Sheikh Ali Dhere, the spokesman for the Islamic group warned last night of a barrage of attacks in the West if countries such as Britain and the US get involved in Somalia.
‘Your peace depends upon us being left alone. If you do not us live in peace, you will not enjoy peace either’ he told Channel 4 News.
Al Shabaab was not invited to yesterday’s conference, but Mr Cameron insisted its fighters could be brought into the political process provided that they left the weapon aside and discard violence.
Several dozens of Britons are believed to be fighting for Al-Shabaab and intelligence circles are afraid that they could return to this country on UK passports having all the expertise and motivation to launch attacks. The UK maintains that Somalia, Yemen and Pakistan are now the world’s main nurseries for Islamic terrorism.

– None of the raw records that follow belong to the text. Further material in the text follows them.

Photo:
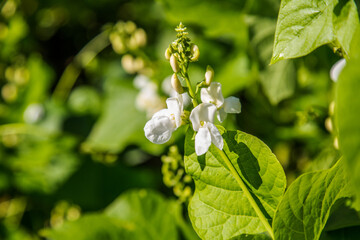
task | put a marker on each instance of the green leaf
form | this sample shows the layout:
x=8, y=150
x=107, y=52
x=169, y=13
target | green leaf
x=236, y=74
x=308, y=203
x=347, y=113
x=216, y=18
x=350, y=233
x=306, y=25
x=278, y=81
x=220, y=207
x=92, y=227
x=118, y=122
x=151, y=214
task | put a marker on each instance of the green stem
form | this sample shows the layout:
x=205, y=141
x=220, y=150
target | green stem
x=81, y=60
x=191, y=91
x=245, y=190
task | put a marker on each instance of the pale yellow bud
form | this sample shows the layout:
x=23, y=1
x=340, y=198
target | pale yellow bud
x=9, y=92
x=127, y=61
x=138, y=64
x=117, y=43
x=174, y=63
x=209, y=75
x=328, y=124
x=168, y=53
x=175, y=83
x=130, y=27
x=195, y=52
x=140, y=37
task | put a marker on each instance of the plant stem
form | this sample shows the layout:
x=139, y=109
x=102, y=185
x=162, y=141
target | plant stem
x=191, y=92
x=245, y=190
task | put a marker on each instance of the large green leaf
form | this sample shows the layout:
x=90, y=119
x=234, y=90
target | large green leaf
x=308, y=203
x=92, y=227
x=306, y=25
x=216, y=18
x=136, y=214
x=220, y=207
x=118, y=122
x=278, y=81
x=151, y=215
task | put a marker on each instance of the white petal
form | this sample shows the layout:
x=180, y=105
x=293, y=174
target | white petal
x=167, y=88
x=204, y=112
x=232, y=105
x=159, y=129
x=162, y=113
x=202, y=141
x=186, y=99
x=212, y=94
x=140, y=81
x=336, y=69
x=216, y=137
x=175, y=110
x=221, y=115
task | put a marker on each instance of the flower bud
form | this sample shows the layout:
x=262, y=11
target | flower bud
x=175, y=83
x=140, y=37
x=174, y=63
x=168, y=53
x=209, y=75
x=195, y=52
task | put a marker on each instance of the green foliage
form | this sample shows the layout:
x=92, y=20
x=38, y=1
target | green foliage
x=308, y=203
x=279, y=81
x=136, y=214
x=150, y=214
x=347, y=113
x=233, y=214
x=303, y=26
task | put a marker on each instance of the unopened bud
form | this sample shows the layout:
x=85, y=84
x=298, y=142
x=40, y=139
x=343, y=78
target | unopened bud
x=140, y=37
x=174, y=63
x=127, y=62
x=168, y=53
x=209, y=75
x=175, y=83
x=195, y=52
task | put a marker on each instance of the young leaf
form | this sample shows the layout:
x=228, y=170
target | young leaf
x=306, y=25
x=236, y=190
x=308, y=202
x=279, y=81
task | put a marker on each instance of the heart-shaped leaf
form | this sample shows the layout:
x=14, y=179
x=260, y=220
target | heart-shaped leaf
x=308, y=202
x=236, y=190
x=306, y=25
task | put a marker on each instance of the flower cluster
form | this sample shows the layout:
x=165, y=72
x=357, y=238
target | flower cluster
x=202, y=117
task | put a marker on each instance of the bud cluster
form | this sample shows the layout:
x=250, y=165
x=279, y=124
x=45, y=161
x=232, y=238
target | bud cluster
x=174, y=175
x=164, y=122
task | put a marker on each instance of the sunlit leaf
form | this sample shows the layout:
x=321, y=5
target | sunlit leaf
x=278, y=81
x=308, y=202
x=151, y=215
x=303, y=26
x=219, y=208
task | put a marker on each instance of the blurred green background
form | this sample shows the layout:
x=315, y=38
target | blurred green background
x=74, y=161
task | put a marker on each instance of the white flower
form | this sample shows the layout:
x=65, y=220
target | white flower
x=213, y=94
x=337, y=69
x=202, y=118
x=160, y=127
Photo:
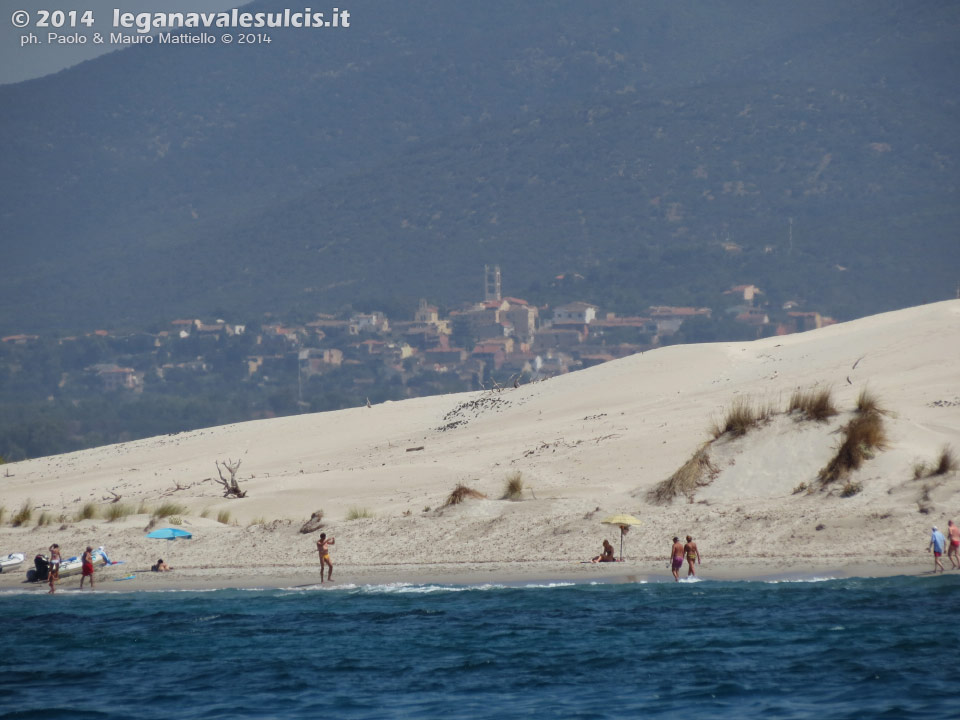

Representatives of the 55 governments and international organizations, including the United Nations secretary Ban Ki-moon and the US Secretary of State Hillary Clinton were present at the conference. They agreed and signed a renewed action to disrupt terrorists travelling to and from Somalia and urging countries to prevent money laundering and the financing of militant groups. They also supported a fresh attempt to catch the pirates operating near the coast of Somalia and find the people behind them as the power vacuum in the country has allowed pirates to disrupt important shipping lanes and kidnap several western tourists. It is estimated that £110m was earned by Somali pirates last year.
The conference also called for changes in the political process agreeing that a permanent government should replace Somalia’s temporary regime by August.